Mistakes and Subtle Issues
The most significant subtle issue is the missing discussion of statistical significance. The assistant presents point estimates without variance. Given that the differences between EP4 and EP8 at high concurrency are only ~2.5%, and that the benchmarking methodology (single warmup, sequential concurrency sweeps) could introduce systematic bias from GPU thermal throttling or memory fragmentation, the conclusion that "EP4 is the winner" should be treated as provisional. A more rigorous approach would involve multiple runs and confidence intervals.
A second issue is the incomplete characterization of the TP8 tuned configuration. The assistant attributes the improvement to "cuda graphs eliminating kernel launch overhead," but the tuned configuration also includes num-continuous-decode-steps=8 and max-running-requests=256. These changes independently improve throughput by allowing the scheduler to batch more work. The 3.7× improvement is a composite effect, not purely CUDA graphs.
Third, the PP8 result is not fully contextualized. Pipeline parallelism can be competitive when the model is deep enough that the pipeline fill/drain overhead is amortized over many micro-batches. The assistant tested PP8 with the same continuous decode settings, but pipeline parallelism typically requires a different scheduling strategy (e.g., asynchronous pipeline scheduling) to avoid bubbles. The poor PP8 result may reflect suboptimal tuning rather than a fundamental limitation of the approach.
The Deeper Significance
This message is more than a benchmark summary. It represents the moment when the assistant's investigative work transitions from exploration to decision. The preceding messages show a systematic search: test EPLB, revert when it fails, confirm EP8, try EP4, try TP8 tuned. Each experiment builds on the previous one, and the subject message is the synthesis that makes sense of the whole.

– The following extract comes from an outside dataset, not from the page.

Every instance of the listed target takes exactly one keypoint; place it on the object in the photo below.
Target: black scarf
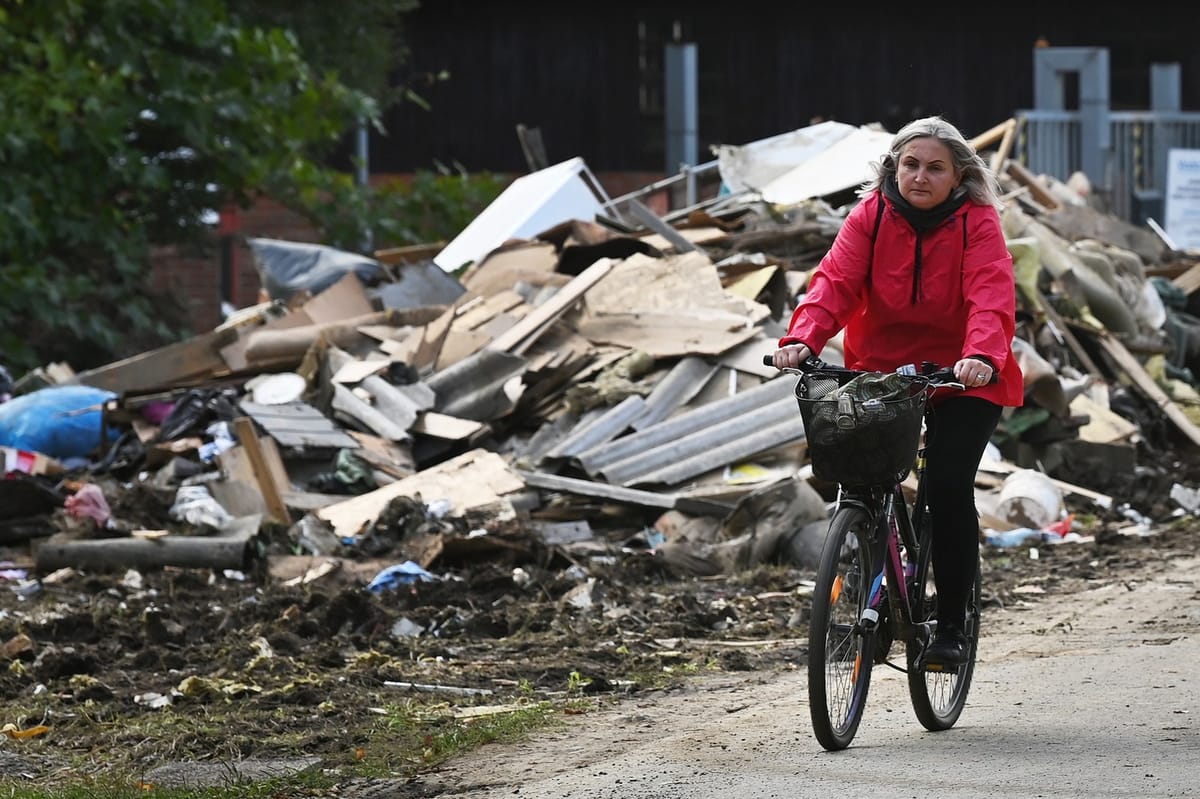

The message also reveals the assistant's analytical style: data-driven, comparative, and nuanced. Rather than declaring a single winner, the assistant provides a decision matrix that accounts for workload characteristics. The table is designed to be read, understood, and acted upon—not just admired.
In the broader arc of the session, this message sets the stage for the next phase: deploying DFlash speculative decoding on top of the winning EP4 configuration. The assistant will go on to test DFlash with sliding window attention, benchmark DDTree on NVLink hardware, and ultimately write a comprehensive findings report. But all of that work depends on having a solid autoregressive baseline, which this message provides.
The message also implicitly validates the user's strategic intuition. The user had argued that expert parallelism would win on PCIe hardware. The assistant's systematic benchmarking confirmed this, but with the important caveat that CUDA graphs make TP8 competitive at low concurrency. This kind of empirical nuance—where the answer is "it depends" rather than a simple winner—is the hallmark of serious performance engineering.
Conclusion
Message <id=11541> is a masterclass in analytical communication. In a single compact table and three paragraphs, the assistant summarizes hours of experimental work, provides actionable recommendations for two distinct use cases, and establishes the performance baselines that will guide all subsequent optimization. The message is notable for its clarity, its honesty about trade-offs, and its refusal to oversimplify. It acknowledges that the "best" configuration depends on the workload, and it gives the reader the tools to make that decision themselves.
For anyone deploying large MoE models on PCIe-connected GPUs, this message contains a wealth of practical knowledge: CUDA graphs are transformative for latency, expert parallelism wins for throughput, and the crossover point between the two strategies occurs at moderate concurrency levels. These findings are not architecture-specific—they reflect fundamental properties of the hardware and the model class—and they will remain relevant as long as PCIe remains the dominant GPU interconnect for multi-GPU servers without NVLink.